The difficulty with this argument is that torture for interrogation is not directly analogous to self-defence.

It is true that the law allows the use of deadly force in self-defence, which may include the defence of another. Suppose a knife-wielding assailant attacks me. Fearing for my life, I kill my attacker. My attacker is morally culpable in threatening harm to my life, and my act of killing him is an effective means of saving the life of the victim (me).

Compare this with the terrorist who is strapped down - incapacitated and helpless - in preparation for his torture. It could be said that the terrorist is still in a sense a threat because he refuses to divulge the key to diffusing the bomb. But recall that Bagaric's argument logically justifies the torture of persons other than the terrorist, such as the terrorist's 3-year-old son. This is where the analogy to self-defence fails.

Indeed, advocates of torture implicitly concede this by requiring the number of lives saved to be large. Self-defence, by contrast, does not require this: it is enough that just my life is saved by my killing of the knife-wielding attacker.

The third argument that Bagaric makes is that torture really does work, meaning that it is an effective way of eliciting the truth. Despite Bagaric's claims there is a wealth of evidence that torture works, the number of examples put forward by advocates of interrogational torture is limited.

And some of those examples do not stand up to scrutiny. For instance, Bagaric cites an account of the CIA's interrogation of an al Qaeda member, Abu Zubaydah, which supposedly broke Zubaydah "in less than 35 seconds" with a form of torture known as waterboarding.
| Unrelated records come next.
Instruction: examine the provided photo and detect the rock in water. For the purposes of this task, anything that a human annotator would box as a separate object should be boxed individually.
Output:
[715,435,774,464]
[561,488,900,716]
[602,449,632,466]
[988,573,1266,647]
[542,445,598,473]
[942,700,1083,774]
This is hard to square with the recently disclosed report of the CIA Inspector General, which states that Zubaydah was waterboarded 83 times. Moreover, much of the valuable information Zubaydah provided was actually obtained by the FBI without torture or coercion.

This last point shows that the debate is not really whether torture works or doesn't work. The real question is torture's effectiveness in eliciting the truth relative to other interrogation techniques. The choice is not, as torture advocates often suggest, between torture and sitting on one's hands.

* John Ip is at the University of Auckland Faculty of Law.